The file must be an erlang module which implements the weatherreport_check behaviour. This requires the following four functions to be implemented (see the documentation of the weatherreport_check module for more details):

  • description/0 Return a short description of what the check does. This will be printed to the console when weatherreport is run with the -l option.

  • valid/0 Check that running the diagnostic check is valid. Any preconditions required by the check (e.g. cluster connectivity) should be carried out here. If a check has no prerequisites then this function can just return true.

  • check/0 The function that actually performs the check. Typically this will involve either calls to the local OS (via weatherreport_util:run_command/1, calls to the local cluster node (via weatherreport_node:local_command/3) or calls to the cluster (via weatherreport_node:cluster_command/3). This command should return a list of tuples of the form {LogLevel, Message} where LogLevel is an atom that specifies a supported log level (e.g. warning or info) and Message is any erlang term that is matched by the format/1 function.

  • format/1 This function is used to format the messages returned by check/0 and its clauses must match all possible messages returnable by check/0. It should return a tuple of the form {String, Args} where String is the format string Args is the list of formatting arguments.
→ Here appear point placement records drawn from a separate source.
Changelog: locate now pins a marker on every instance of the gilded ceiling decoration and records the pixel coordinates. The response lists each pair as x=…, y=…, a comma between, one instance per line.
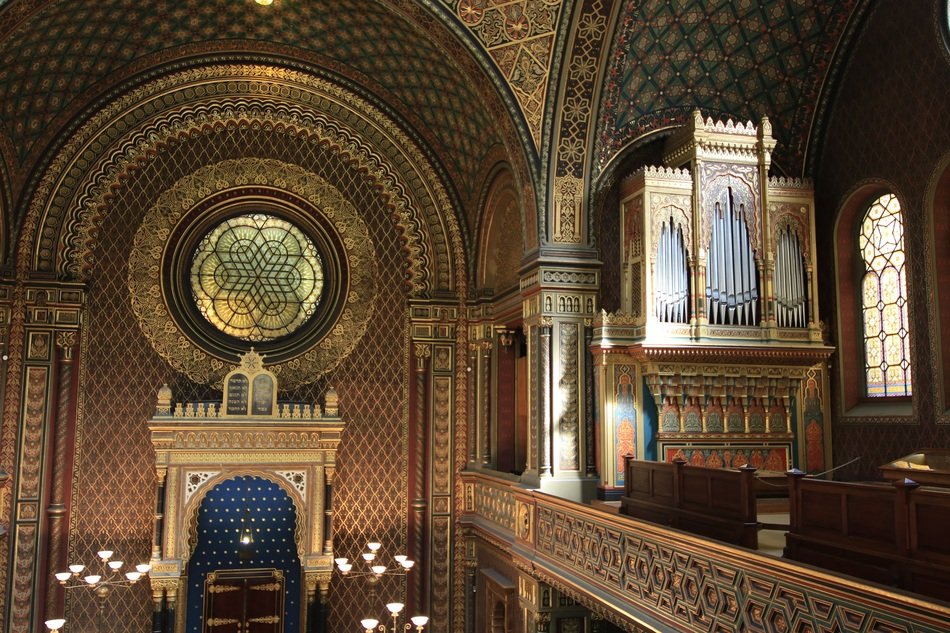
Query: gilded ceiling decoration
x=738, y=58
x=155, y=310
x=519, y=36
x=65, y=52
x=75, y=190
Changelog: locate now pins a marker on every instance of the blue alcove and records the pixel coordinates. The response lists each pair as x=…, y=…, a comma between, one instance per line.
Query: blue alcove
x=268, y=510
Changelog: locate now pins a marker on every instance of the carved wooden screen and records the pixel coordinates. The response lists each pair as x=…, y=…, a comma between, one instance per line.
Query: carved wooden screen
x=244, y=601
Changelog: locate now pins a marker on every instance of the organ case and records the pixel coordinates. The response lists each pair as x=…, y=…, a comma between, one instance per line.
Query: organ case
x=719, y=319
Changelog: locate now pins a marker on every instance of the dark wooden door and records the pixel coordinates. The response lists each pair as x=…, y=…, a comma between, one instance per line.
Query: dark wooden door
x=244, y=601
The format string should be a human-readable description of the message.

Annotated example

The following annotated example is based on weatherreport_check_memory_use.erl and the file header and licence is omitted.
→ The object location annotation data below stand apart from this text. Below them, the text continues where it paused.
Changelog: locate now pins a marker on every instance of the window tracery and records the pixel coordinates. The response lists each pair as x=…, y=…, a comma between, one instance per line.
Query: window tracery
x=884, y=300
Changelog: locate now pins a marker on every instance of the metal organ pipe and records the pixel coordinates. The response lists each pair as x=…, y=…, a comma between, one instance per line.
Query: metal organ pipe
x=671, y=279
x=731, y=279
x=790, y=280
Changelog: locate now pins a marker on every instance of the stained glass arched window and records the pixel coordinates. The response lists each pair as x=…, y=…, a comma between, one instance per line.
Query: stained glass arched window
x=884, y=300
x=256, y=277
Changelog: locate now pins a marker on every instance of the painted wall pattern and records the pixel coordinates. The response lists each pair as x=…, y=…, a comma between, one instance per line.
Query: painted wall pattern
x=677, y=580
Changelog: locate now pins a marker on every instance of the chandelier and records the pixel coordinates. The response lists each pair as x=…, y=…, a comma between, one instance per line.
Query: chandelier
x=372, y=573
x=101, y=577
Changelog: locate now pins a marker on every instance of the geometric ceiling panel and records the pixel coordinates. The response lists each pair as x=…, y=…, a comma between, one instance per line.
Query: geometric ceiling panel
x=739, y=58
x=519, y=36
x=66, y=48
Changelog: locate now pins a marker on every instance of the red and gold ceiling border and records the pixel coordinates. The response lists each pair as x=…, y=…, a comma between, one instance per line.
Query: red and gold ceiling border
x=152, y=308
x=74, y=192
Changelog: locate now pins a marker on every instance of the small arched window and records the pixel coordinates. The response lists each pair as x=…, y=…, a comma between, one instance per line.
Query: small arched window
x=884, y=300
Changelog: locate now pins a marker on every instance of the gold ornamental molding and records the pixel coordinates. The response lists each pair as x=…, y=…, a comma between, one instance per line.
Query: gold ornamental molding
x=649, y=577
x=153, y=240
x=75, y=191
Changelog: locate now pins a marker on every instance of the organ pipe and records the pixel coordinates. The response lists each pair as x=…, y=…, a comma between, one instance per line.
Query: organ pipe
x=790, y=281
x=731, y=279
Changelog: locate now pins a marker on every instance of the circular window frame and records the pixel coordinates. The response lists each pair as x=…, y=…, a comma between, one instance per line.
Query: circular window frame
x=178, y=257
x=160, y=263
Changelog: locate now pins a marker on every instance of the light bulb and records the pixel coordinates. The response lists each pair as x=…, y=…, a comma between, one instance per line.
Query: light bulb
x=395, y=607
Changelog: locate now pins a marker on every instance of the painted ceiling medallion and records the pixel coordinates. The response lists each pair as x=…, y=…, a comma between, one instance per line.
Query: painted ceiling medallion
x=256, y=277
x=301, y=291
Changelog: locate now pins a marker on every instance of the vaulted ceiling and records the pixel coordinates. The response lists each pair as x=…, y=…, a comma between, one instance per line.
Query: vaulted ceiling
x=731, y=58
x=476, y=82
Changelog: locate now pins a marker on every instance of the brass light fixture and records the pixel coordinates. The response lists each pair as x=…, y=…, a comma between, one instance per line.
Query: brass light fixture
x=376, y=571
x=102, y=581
%% @doc Diagnostic that checks the current memory usage. If memory
%% usage is high, a warning message will be sent, otherwise only
%% informational messages.

The module begins with an edoc declaration which provides af full description of the check. Any relevant details which cannot be communicated in the one-line string returned by description/0 function should be included here.

-module(weatherreport_check_memory_use).
-behaviour(weatherreport_check).

-export([description/0,
         valid/0,
         check/0,
         format/1]).

The module name is specified, the weatherreport_check behaviour is set and the functions required by that behaviour are exported.
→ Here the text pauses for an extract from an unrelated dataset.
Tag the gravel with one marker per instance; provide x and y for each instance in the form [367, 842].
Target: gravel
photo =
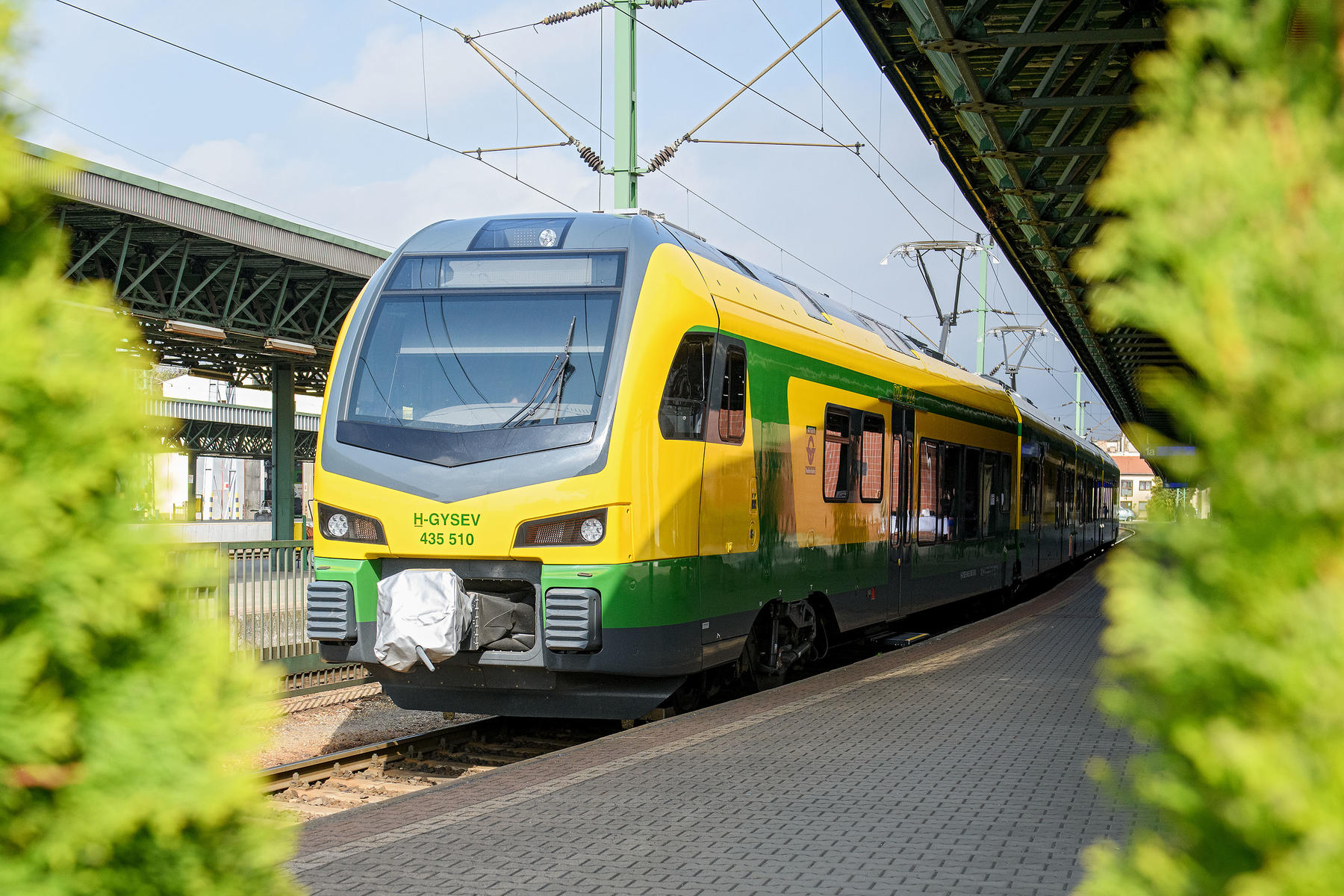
[314, 731]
-spec description() -> string().
description() ->
    "Measure memory usage".

Define description/0 which returns a concise description for inclusion in command line output.

-spec valid() -> boolean().
valid() ->
    weatherreport_node:can_connect().

Define valid/0 which is used to check that we can connect to the local cluster node. Connectivity to the local node is required in this check so that the OS process ID can be obtained.

-spec check() -> [{atom(), term()}].
check() ->
    Pid = weatherreport_node:pid(),
    Output = weatherreport_util:run_command("ps -o pmem,rss -p " ++ Pid),
    [_,_,Percent, RealSize| _] = string:tokens(Output, "/n \n"),
    Messages = [{info, {process_usage, Percent, RealSize}}],
    case weatherreport_util:binary_to_float(list_to_binary(Percent)) >= 90 of
        false ->
            Messages;
        true ->
            [{critical, {high_memory, Percent}} | Messages]
    end.

The actual code that carries out the check. Note that an info message is always returned and a critical message is appended to the Messages list only if memory usage exceeds a hard-coded threshold. Note also that there are two message forms: {process_usage, Percent RealSize} and {high_memory, Percent}. When format/1 is defined it must match both of these message forms.

-spec format(term()) -> {io:format(), [term()]}.
format({high_memory, Percent}) ->
    {"Memory usage is HIGH: ~s% of available RAM", [Percent]};
format({process_usage, Percent, Real}) ->
    {"Process is using ~s% of available RAM, totalling ~s KB of real memory.", [Percent, Real]}.

Finally format/1 is defined. There are two function clauses, one to match each of the message forms that can be returned by check. The tuple returned by this function will eventually be used to generate the text displayed in the console output.